Van alle geconstateerde soorten integriteitsschendingen in het afgelopen jaar, zijn misbruik en manipulatie van vertrouwelijke informatie (zoals lekken) en belangenverstrengeling het meest problematisch voor het functioneren van het openbaar bestuur – vooral als er vastgoed in het spel is. De VVD voert daarbij voor de derde opeenvolgende keer de rij aan met de meeste affaires en ook de aard van de integriteitsproblemen in deze partij is het ernstigst.
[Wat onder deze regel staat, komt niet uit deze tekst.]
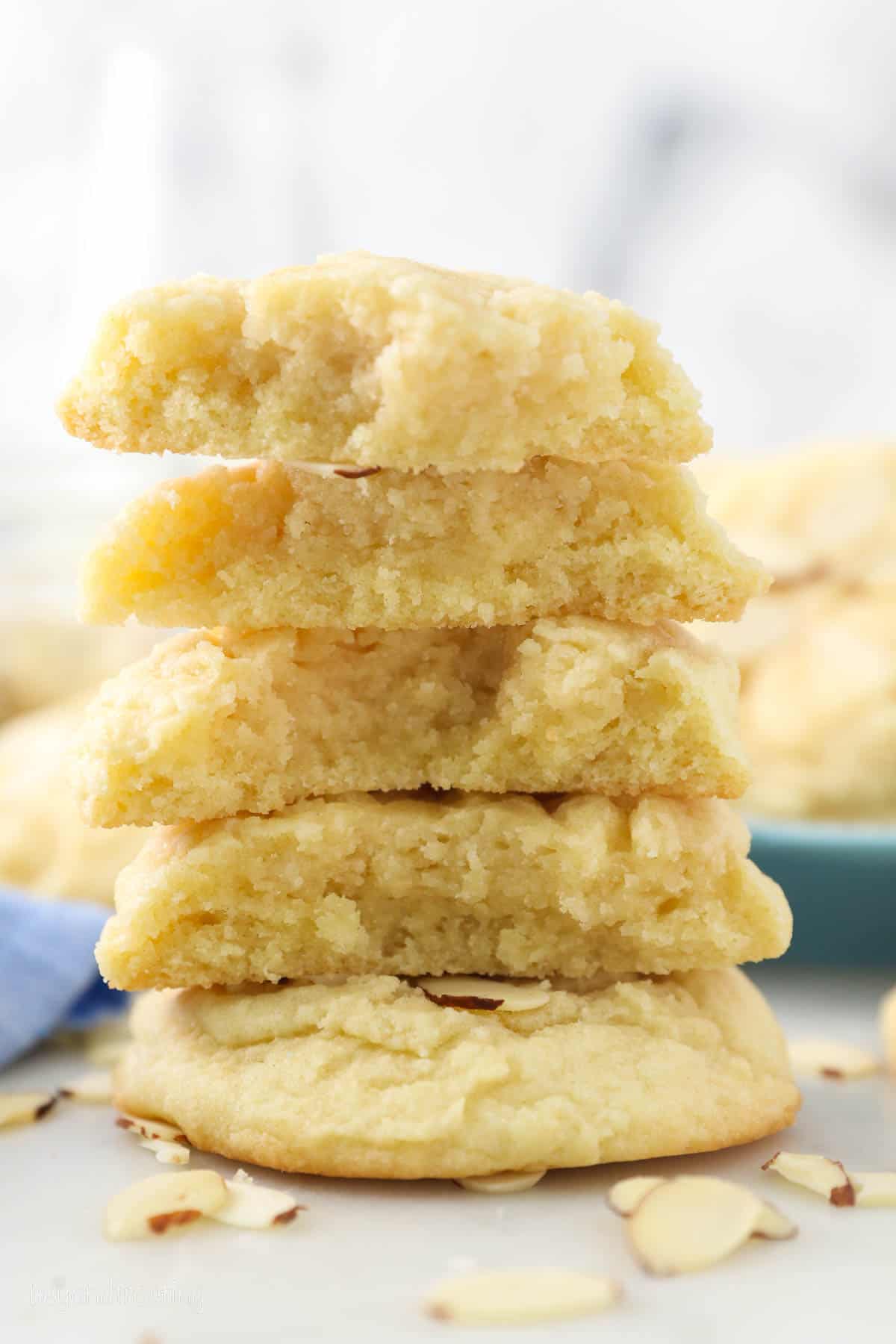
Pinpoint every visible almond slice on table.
[425,1269,622,1325]
[59,1068,111,1105]
[137,1139,190,1166]
[849,1172,896,1208]
[626,1176,762,1274]
[0,1092,57,1129]
[116,1110,187,1144]
[106,1171,227,1242]
[455,1171,547,1195]
[607,1176,669,1218]
[414,976,550,1012]
[752,1199,799,1242]
[877,988,896,1074]
[762,1152,856,1208]
[211,1171,308,1231]
[788,1036,880,1079]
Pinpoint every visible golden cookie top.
[59,252,711,472]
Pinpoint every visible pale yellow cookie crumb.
[118,971,799,1179]
[59,252,711,472]
[97,794,791,989]
[74,617,747,825]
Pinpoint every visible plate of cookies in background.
[697,442,896,965]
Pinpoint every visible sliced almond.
[106,1171,227,1242]
[425,1269,622,1325]
[415,976,550,1012]
[289,462,383,481]
[607,1176,666,1218]
[877,988,896,1074]
[116,1110,187,1144]
[762,1152,856,1208]
[849,1172,896,1208]
[626,1176,762,1274]
[752,1199,799,1242]
[137,1139,190,1166]
[790,1036,880,1079]
[59,1068,111,1105]
[0,1092,57,1129]
[457,1172,547,1195]
[211,1172,306,1231]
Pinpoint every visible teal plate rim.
[744,815,896,855]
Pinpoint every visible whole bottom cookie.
[116,971,799,1179]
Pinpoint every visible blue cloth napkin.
[0,887,128,1068]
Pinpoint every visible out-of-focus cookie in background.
[697,442,896,823]
[0,620,158,904]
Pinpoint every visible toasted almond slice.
[762,1152,856,1208]
[137,1139,190,1166]
[626,1176,762,1274]
[116,1110,187,1144]
[790,1036,880,1079]
[289,462,383,481]
[877,988,896,1074]
[752,1199,799,1242]
[106,1171,227,1242]
[457,1172,547,1195]
[211,1172,306,1231]
[607,1176,668,1218]
[849,1172,896,1208]
[0,1092,57,1129]
[425,1269,622,1325]
[417,976,550,1012]
[59,1068,111,1105]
Dat zijn de belangrijkste uitkomsten uit het overzicht van landelijke en lokale politici die in opspraak zijn gekomen volgens de jaarlijkse Politieke Integriteits Index.
Getalsmatig zijn de integriteitsschendingen de volgende: het lekken van vertrouwelijke informatie vond zeventien keer plaats, onverenigbaarheid van functies en belangenverstrengeling was twaalf keer aan de orde en de klassieke ‘greep in de kas’ gebeurde viermaal, allemaal voor zover dit aan het licht is gekomen.
De recente affaires rond de VVD’ers Mark Verheijen en Kathalijne de Kruif (zit vast ‘in beperking’ verdacht van manipulatie van informatie, betrokkenheid bij wietteelt en witwassen) hebben speciaal de schijnwerper gericht op de VVD. Dat is niet toevallig want deze heeft (ook de grootste partij) ook over het algemeen de meeste integriteitsschendingen.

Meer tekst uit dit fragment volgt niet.